Here is an old video of a basic incandescent light source made from a pencil lead and DC voltage source:
I liked this project because it reminds me of Edison’s original lightbulb design, which also had a carbon filament (made from charred bamboo). Naturally, the carbon gets exceptionally hot (incandescence, by definition, is the process of heating up an object enough that it releases light), and so this method risks shattering the carbon rod in a process similar to what happened in my arc welding project.
Most modern incandescent lights house a tungsten filament within a vacuum glass envelope, which extends the lamp lifetime by preventing the filament from oxidizing (“burning out”) in the air. Many theatres use what are known as Tungsten-Halogen bulbs, in which a reactive gas is contained within the envelope. As the filament burns, it reacts with the gas in an extended process that ends up eventually returning elemental tungsten to the filament. Of course, not all of the tungsten is deposited on the filament, causing TH lamps to gradually develop a “mirror” coating of tungsten that impedes their luminosity. But while this process is far more efficient than Edison’s original vision for incandescence, the mechanics of the process remain essentially the same.

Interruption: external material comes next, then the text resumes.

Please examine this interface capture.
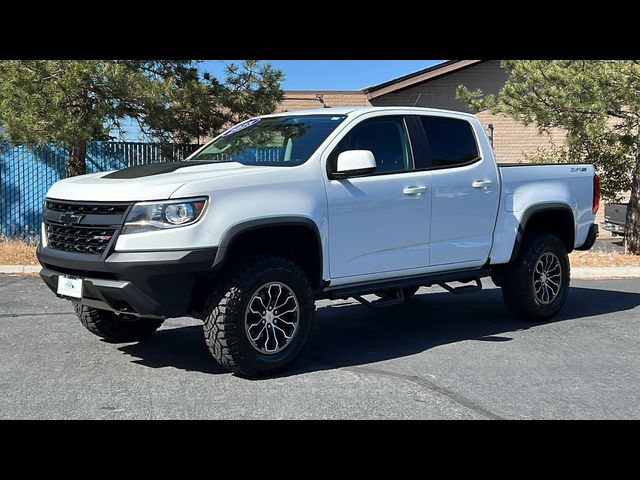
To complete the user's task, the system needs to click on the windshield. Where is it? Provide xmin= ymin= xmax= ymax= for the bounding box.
xmin=189 ymin=115 xmax=347 ymax=166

Physically, incandescence can be modelled by what is known as a “blackbody” radiator, a hypothetical object that reflects no light. If such an item is heated to a specific temperature, it will start to release light of a very specific, predictable color (known as its “color temperature”). While no objects are truly black bodies, the construction provides a useful guide for predicting the behavior of real-word systems. As the name implies, by examining the color temperature or object, scientists can infer the temperature—a process vital to the study of distant stars and galaxies.
The reason for the relationship between color and heat is simple: As bodies (black or otherwise) absorb more and more heat, their electrons begin to jump to higher energy levels, in a process similar to carrying a heavy ball up a set of stairs: If I am willing to put in a little work, I can move a weight up one step at a time. If I put in a little less effort than what is need to go up a full step, I’ll end up not moving the ball anywhere all; the ball can’t go up half a step. Likewise, only certain, discrete amounts of heat energy(known as quanta) are absorbed by the atoms within an object. As these are absorbed, the electrons move into progressively higher-energy orbits– higher steps. Eventually, something happens to knock them off their high horse, and they end up falling back down to their original orbits– just as eventually my cat nuzzles my ball and causes it to fall back down the stairs. In falling, the ball gets rid of all of its energy by clattering and damaging my tile floors; in the atom, the electrons release their excess energy by emitting light.
The color of light is closely related to how much energy it has, and so higher energy/temperature objects tend to release higher energy colors. Visually, this actually corresponds to cooler tones– red hot is less serious than, say, white-hot or blue hot. Thus when astronomers see a blue star, they can tell that it’s still young and hot, because its temperature and appearance are inextricably linked.
Of course, there are other ways to excite electrons and create light– fluorescent and LED lights make use of stimulation from electrical fields to move electrons up the stairs, often at far greater energy efficiency than incandescent lights. But many lighting designers still prefer incandescence, purely for the warm glow caused by its low color temperature.
Worth noting in the video is that the light tends to flash on and off at a steady rate. Instead of using a battery, I opted for a 60 Watt AC to DC converter. My model, which was bought from a portable refrigerator company, includes a special protective circuit that shuts off the device when the current gets too high. After waiting some time, the current resumes, only to find that the short is still present.